Am enttäuschendsten ist dann der Schluß, wo in den letzten Minuten eine an den Haaren herbeigezogene "Aufklärung" präsentiert wird, die in ihrer Unglaubwürdigkeit aus irgendeinem billigen Sci-Fi-Taschenroman stammen könnte und der ganzen löchrigen Geschichte noch die Krone aufsetzt. Wer bitte soll das glauben? Aber noch bevor man sich 1000 Fragen stellt, wie diese Lösung über all die Jahre niemand aufgefallen sein kann/soll, ist Midnight Meat Train auch schon vorbei. Der Plottwist mit der Rollenübernahme in den letzten Filmsekunden geht genauso unter wie viele andere Handlungsstränge des Films, die bestenfalls kurz angerissen aber leider nicht weiter verfolgt wurden. Wer sich jetzt auf die Vorlage herausredet, liegt daneben: Es stand und steht jedem Regisseur frei, eigene Elemente einzubringen. Oder zumindest besonderen Quatsch wegzulassen, zumal ein Roman bzw. ein Comic doch etwas anderes ist als ein Film.
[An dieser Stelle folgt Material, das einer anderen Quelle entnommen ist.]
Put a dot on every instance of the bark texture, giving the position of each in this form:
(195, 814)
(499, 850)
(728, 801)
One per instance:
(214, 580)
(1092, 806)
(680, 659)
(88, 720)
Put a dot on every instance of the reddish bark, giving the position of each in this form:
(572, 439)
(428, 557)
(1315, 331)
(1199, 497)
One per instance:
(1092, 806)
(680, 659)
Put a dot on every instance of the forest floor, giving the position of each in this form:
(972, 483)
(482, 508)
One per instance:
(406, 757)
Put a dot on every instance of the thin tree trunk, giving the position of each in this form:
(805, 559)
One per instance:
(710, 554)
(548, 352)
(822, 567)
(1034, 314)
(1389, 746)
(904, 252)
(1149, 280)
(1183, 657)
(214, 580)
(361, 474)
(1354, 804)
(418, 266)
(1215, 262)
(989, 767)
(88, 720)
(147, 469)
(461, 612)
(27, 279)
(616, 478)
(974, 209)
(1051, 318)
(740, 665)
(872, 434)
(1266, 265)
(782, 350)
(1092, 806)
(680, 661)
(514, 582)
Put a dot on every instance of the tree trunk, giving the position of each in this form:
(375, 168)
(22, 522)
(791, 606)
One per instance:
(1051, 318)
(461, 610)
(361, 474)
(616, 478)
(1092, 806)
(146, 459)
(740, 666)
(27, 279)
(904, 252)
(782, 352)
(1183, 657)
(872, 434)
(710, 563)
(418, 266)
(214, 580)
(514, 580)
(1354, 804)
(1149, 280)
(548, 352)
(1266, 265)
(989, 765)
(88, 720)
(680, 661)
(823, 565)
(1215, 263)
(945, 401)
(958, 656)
Creep (mit Franka Potente), der in ähnlichen Umständen spielt, hat wegen seines wenig gelungenen Endes teils böse Kritiken bekommen, wäre aber geradezu Gold gegenüber dem Unsinn, den Midnight Meat Train auf den letzten Metern seinen Zusehern zumutet.
Fazit: Viel heiße Luft um einen glänzend disponierten Vinnie Jones in einer unglaubwürdigen Geschichte. Ein Film, den man sich kein zweites Mal ansieht. 2,8 Points.